Let’s look initially at the distinction between these two emerging technologies. VR simulates the
user’s physical presence in the real world or an imagined world. The experience of VR is akin to
watching a movie, but with a greater sense of reality. AR differs in that it brings a combination of
computer generated content such as video, audio and graphics to a real-time, real-world
For the telecommunications industry, the implications of the growth in AR are twofold. Firstly, it is
clear that telecommunications companies will use AR for their own needs. The other area of
interest is the new and expanded infrastructure that will be required in order to meet bandwidth-
hungry applications in industries as diverse as gaming, tourism and the military.
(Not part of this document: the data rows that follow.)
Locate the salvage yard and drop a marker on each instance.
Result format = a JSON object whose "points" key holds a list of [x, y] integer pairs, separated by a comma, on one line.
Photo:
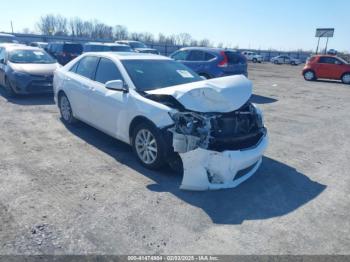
{"points": [[74, 190]]}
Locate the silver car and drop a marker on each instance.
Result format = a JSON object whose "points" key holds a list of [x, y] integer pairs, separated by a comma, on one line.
{"points": [[26, 70]]}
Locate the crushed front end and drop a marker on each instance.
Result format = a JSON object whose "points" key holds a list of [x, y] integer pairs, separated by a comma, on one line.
{"points": [[219, 150]]}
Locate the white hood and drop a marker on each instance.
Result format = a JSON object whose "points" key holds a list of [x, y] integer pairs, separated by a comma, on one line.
{"points": [[221, 95]]}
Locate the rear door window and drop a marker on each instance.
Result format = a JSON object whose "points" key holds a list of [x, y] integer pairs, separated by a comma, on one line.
{"points": [[181, 55], [107, 71], [208, 57], [235, 58], [73, 48], [87, 66], [327, 60]]}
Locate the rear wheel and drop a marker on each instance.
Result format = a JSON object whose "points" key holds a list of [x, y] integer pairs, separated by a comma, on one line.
{"points": [[66, 110], [309, 75], [9, 89], [148, 146], [346, 78]]}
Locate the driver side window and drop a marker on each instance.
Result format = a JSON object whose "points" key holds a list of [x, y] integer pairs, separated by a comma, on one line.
{"points": [[107, 71], [2, 54], [181, 55]]}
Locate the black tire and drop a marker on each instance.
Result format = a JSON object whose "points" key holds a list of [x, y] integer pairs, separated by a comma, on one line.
{"points": [[156, 161], [10, 92], [66, 110], [309, 75], [346, 78]]}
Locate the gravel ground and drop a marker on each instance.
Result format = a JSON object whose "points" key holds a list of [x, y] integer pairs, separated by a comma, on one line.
{"points": [[77, 191]]}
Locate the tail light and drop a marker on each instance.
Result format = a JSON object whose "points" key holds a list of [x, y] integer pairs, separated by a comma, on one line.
{"points": [[224, 62]]}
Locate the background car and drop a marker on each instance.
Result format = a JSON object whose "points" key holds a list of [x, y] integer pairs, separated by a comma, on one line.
{"points": [[64, 52], [106, 47], [252, 56], [212, 62], [7, 38], [42, 45], [138, 46], [284, 59], [26, 70], [328, 67]]}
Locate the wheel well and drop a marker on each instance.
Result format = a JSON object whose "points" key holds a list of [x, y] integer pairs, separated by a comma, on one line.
{"points": [[309, 70], [136, 121], [344, 74], [60, 93]]}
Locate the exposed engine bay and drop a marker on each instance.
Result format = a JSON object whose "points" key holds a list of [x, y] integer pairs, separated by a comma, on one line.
{"points": [[217, 132], [237, 130]]}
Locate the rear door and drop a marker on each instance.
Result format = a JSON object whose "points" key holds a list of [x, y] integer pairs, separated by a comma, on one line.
{"points": [[180, 56], [237, 63], [79, 83], [328, 67], [2, 66], [107, 105]]}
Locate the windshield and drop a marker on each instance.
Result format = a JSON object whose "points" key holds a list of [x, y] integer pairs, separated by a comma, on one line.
{"points": [[120, 48], [153, 74], [137, 45], [30, 57]]}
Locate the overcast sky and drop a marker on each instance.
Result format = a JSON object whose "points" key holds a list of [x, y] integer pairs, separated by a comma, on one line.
{"points": [[279, 24]]}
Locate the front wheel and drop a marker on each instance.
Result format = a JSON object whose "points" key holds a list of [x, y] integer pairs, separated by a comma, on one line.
{"points": [[346, 78], [148, 146], [66, 110]]}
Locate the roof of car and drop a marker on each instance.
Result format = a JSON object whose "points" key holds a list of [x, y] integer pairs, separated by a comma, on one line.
{"points": [[128, 41], [6, 35], [215, 49], [130, 55], [22, 47]]}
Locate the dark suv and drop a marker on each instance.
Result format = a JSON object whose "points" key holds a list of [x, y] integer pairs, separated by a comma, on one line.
{"points": [[212, 62], [65, 52]]}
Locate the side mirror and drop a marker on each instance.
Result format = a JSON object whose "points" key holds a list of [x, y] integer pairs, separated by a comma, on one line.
{"points": [[116, 85]]}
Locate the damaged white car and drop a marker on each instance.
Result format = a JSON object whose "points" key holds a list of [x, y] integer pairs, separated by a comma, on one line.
{"points": [[165, 110]]}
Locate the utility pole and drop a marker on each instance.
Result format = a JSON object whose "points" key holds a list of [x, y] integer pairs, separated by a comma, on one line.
{"points": [[325, 51], [318, 44]]}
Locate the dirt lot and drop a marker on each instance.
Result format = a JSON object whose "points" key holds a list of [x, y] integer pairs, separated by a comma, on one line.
{"points": [[79, 191]]}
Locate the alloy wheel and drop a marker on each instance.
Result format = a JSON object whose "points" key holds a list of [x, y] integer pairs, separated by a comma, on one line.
{"points": [[146, 146]]}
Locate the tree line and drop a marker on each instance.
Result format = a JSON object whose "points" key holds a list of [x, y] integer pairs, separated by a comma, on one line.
{"points": [[76, 27]]}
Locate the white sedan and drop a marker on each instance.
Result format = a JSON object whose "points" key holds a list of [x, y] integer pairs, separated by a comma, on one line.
{"points": [[164, 110]]}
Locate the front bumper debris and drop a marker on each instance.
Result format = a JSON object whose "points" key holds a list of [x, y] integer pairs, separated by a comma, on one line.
{"points": [[211, 170]]}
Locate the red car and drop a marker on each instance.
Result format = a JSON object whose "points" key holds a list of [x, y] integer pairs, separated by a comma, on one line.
{"points": [[328, 67]]}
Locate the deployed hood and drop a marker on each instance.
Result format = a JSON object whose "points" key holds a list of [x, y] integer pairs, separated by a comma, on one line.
{"points": [[222, 95], [35, 69]]}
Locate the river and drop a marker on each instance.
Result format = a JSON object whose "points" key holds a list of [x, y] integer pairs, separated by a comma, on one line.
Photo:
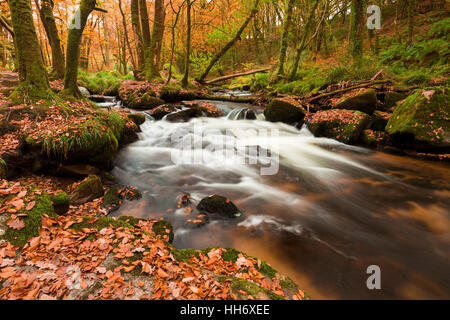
{"points": [[325, 214]]}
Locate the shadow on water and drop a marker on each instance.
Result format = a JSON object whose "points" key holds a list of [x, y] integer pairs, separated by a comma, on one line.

AR in telecommunications operations
Imagine a field technician on site, investigating a fault after being called out by the
telecommunications company’s operations centre. With the benefit of AR, the technician brings all
necessary data and repair instructions to a phone or tablet. As the device is geo-tagged, the data
is specific to the equipment being repaired, right down to correct versions of software to be used.
When it comes to the demand for new infrastructure to support AR, the requirement for bandwidth
will put a strain on last-mile networks says Alexandre Pelletier, Head of Innovations at Tata
Communications. However, not all network providers see this as a landline issue. In Africa, where
mobile prevails, EON Reality, Orange Telecom France, Mauritius Telecom, and State Informatics
Limited (SIL) have formed a partnership to bring AR (and VR) to the region’s mobile subscribers.
In Australia, we are more likely to see a mix of solutions.
While the technology is still developing, one thing is clear. AR is on the way, and
telecommunications providers who ignore it will do so at their peril.